Gül’ün, 15 Temmuz 2014 günü gerçekleşen TOBB’nin Genel Kurulu sırasında yaptığı “Şüphesiz ki bundan sonra da milletime hizmet etmeye devam edeceğim. Millete hizmet etmenin çok yolları vardır. Bunun nasıl olacağını hep birlikte göreceğiz” açıklamasından sonra yine önceki gün basının önünde AKP’ye dönerek siyaset yapma isteğini ifade etmesi dikkat çekicidir.
Bu iki açıklama da, Milli Türk Talebe Birliği yıllarından beri siyasette birlikte davranan Erdoğan ile Gül arasındaki ilişkinin bugün ciddi bir kriz içinde olduğunu gösteriyor. İkili arasındaki gerilimin yeni olmadığı biliniyor ancak bu son durum önümüzdeki dönem AKP’nin gidişatına ilişkin tercihler bakımından da sonuçlar içeriyor.
Gül, AKP MYK toplantısının yapıldığı günde AKP’ye dönüşünü ilan ederek, kongre tarihinin 27 Ağustos’tan ileri bir tarihe, yani kendisinin dönüşünü de dikkate alan bir tarihe alınmasını sağlamak istemiş de olabilir. Ama Gül, deneyimli bir politikacı olarak Erdoğan’ın bu derece ağırlığının olduğu bir AKP’de şu an için bunu sağlayamayacağını da hesap etmiş olmalıdır.

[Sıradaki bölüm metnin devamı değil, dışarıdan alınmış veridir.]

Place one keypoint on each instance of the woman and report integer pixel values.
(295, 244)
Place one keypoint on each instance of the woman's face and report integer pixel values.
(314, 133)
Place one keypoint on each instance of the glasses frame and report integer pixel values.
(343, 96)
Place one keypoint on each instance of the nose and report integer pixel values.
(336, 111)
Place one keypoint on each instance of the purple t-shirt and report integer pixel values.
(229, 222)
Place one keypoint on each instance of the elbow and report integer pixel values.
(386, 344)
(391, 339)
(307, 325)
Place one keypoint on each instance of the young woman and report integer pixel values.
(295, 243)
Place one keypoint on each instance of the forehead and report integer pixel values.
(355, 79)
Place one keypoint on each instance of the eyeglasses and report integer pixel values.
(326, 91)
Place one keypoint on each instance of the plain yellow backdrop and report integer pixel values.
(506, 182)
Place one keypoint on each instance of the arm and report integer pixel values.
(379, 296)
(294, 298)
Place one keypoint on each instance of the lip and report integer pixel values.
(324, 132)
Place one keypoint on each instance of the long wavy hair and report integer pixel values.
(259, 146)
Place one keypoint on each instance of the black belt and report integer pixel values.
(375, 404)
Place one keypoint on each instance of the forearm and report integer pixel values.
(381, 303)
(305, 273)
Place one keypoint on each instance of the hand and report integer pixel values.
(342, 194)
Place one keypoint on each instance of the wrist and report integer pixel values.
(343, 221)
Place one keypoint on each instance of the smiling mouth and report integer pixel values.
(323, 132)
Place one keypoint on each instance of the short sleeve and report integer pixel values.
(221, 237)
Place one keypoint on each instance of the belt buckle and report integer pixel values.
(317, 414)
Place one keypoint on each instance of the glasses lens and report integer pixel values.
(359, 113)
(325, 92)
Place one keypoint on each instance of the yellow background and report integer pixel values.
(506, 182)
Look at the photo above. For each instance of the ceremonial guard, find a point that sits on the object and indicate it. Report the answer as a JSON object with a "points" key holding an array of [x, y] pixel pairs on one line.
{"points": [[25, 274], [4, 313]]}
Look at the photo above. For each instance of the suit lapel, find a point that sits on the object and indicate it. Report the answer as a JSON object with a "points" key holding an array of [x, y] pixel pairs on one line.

Bu açıdan ele alındığında Gül belli ki, AKP’ye dönüşünü ilan eden açıklamayı, AKP içindeki ve kamuoyundaki etkisini ölçmek için yapmıştır. Yani bir anlamda Erdoğan’ın kendisini ‘sessizce’ öteleme tutumunu aşmak için bir hamle yapmıştır. Bu tutumuyla Gül’ün kamuoyunda ve AKP içinde bir tartışma yaratmak istediği açıktır. Muhtemelen de bundan sonraki tavrını bu hamlesinin yaratacağı etkiye bakarak belirleyecektir.
27 Ağustos’ta AKP’nin başına gelecek isim, 2015’teki seçimlere kadar partiyi taşıyacak Erdoğan’a bağımlı bir isim olacak. Bu ismi de zaten Erdoğan belirleyecek.
Gül ise, 2015’teki seçimlere kadar kendisinin adaylığına ilişkin gerekli ortamın oluştuğunu görürse adaylığını ilan edecektir. Bunun için de kamuoyunda bu açıdan bir talep oluşturup, bu talebin AKP içinde kendisini destekleyenlerin sayısını artırıcı bir basınç yapmasını umduğunu tahmin edebiliriz.
Bu sürecin nasıl yaşanacağını şimdiden öngörmek kolay değil.
Ancak Erdoğan’ın, iktidarını Gül gibi yüksek profilli bir isimle paylaşmak istemediği ortadadır ve şu ana kadarki gelişmeler de bunu gösteriyor. Dolayısıyla önümüzdeki süreçte bu gerilimin etkileri sürecektir.